Ryan Smith plays the run well and shows toughness, but he was far too often exposed in coverage last year. He saw far too many snaps on defense and is best suited for special teams duties. Robert McClain is another undersized Tampa corner coming off a below average campaign. At 30-years-old, McClain has bounced around the league and is overmatched by bigger slot receivers although effort or aggressive certainly isn’t an issue with him. Every one of Tampa Bay’s cornerbacks needs bumped down a rung with the addition of a top prospect added to the equation at this position.
Safety is also a problem spot and the Bucs have been linked heavily to Derwin James or Minkah Fitzpatrick with the seventh selection overall. Of course either would be a welcome addition, even though they are very different prospects. But this isn’t a real diverse or expansive defensive scheme.
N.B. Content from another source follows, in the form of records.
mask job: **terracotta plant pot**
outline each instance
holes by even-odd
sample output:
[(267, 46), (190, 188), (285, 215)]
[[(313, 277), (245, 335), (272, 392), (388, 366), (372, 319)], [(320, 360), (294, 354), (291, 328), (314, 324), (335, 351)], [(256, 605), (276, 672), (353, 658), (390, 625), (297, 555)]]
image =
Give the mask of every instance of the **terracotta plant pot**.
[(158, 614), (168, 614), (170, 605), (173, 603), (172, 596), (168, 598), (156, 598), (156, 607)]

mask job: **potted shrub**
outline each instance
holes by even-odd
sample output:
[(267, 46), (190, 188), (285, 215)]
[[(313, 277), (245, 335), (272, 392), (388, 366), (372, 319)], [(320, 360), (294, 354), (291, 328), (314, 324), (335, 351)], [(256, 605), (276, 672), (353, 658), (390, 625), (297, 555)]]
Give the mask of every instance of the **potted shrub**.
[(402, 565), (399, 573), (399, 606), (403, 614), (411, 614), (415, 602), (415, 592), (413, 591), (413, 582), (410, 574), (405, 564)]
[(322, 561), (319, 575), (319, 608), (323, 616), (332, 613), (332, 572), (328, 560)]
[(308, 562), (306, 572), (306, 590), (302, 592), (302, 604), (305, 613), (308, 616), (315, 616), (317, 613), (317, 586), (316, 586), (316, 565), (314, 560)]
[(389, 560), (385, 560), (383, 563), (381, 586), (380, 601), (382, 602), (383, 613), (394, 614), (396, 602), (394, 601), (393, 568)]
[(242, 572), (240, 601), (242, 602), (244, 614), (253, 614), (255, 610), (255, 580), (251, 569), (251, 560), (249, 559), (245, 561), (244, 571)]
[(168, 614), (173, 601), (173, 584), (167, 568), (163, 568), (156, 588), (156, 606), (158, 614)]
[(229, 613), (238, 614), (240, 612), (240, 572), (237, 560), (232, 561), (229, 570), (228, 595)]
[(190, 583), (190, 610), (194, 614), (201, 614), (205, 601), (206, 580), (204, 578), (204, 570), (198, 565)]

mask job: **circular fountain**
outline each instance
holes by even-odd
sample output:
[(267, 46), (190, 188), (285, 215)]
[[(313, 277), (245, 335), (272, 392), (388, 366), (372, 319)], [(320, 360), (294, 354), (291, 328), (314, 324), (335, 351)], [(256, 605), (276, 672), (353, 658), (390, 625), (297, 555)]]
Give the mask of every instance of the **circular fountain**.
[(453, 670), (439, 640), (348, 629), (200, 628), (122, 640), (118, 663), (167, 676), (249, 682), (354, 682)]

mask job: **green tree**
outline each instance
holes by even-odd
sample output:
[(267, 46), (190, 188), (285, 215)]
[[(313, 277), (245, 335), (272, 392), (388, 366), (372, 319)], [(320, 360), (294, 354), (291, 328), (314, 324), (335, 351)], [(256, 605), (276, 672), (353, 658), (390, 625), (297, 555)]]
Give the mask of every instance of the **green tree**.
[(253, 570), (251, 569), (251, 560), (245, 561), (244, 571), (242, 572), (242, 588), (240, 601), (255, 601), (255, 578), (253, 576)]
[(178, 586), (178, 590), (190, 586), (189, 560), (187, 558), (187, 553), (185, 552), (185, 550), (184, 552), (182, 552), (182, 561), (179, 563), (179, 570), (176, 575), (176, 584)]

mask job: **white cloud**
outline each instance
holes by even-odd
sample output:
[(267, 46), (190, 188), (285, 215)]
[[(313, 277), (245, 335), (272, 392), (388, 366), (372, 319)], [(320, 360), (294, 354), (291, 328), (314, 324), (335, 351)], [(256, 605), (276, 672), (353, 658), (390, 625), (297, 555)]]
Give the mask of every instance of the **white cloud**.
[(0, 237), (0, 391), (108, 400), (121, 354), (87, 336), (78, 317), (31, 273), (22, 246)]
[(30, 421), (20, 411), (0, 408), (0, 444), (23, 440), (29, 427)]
Would Tampa Bay use the fantastic versatility that either James or Fitzpatrick bring to the table and maximize these great prospects abilities? That is highly debatable.
Nonetheless, the Buccaneers certainly need more safety help. Chris Conte, Keith Tandy and last year’s second round selection, Justin Evans, are the safeties of note right now. Tandy absolutely should be a backup and special teams player. Conte was actually one of the Buccaneers best cover men, but he isn’t a great tackler and isn’t likely to be the long-term starter answer. Meanwhile, Evans is highly promising a deep defender with great range and athletic ability.
The second level of Tampa Bay’s defense has been the most reliable and stable aspect of this side of the ball for some time now. Much of that is because Lavonte David remains one of the very best in the business, even though he rarely gets credit for his consistent greatness. His recognition skills and pursuit are absolutely amongst the best in the game. Kwon Alexander and Kendall Beckwith are more hit or miss, but do have talent as run-and-hit second level players. This is a very rangy and athletic group overall, with Beckwith more a downhill hammer than David or Alexander, who are the superior athletes.
There is no doubt that last year was a disappointing one for Tampa Bay. This team looks like one that is closer to a contender than a team that earned the seventh overall pick in the draft, but the Buccaneers are also pretty squarely behind New Orleans, Atlanta and Carolina is the league’s most difficult division.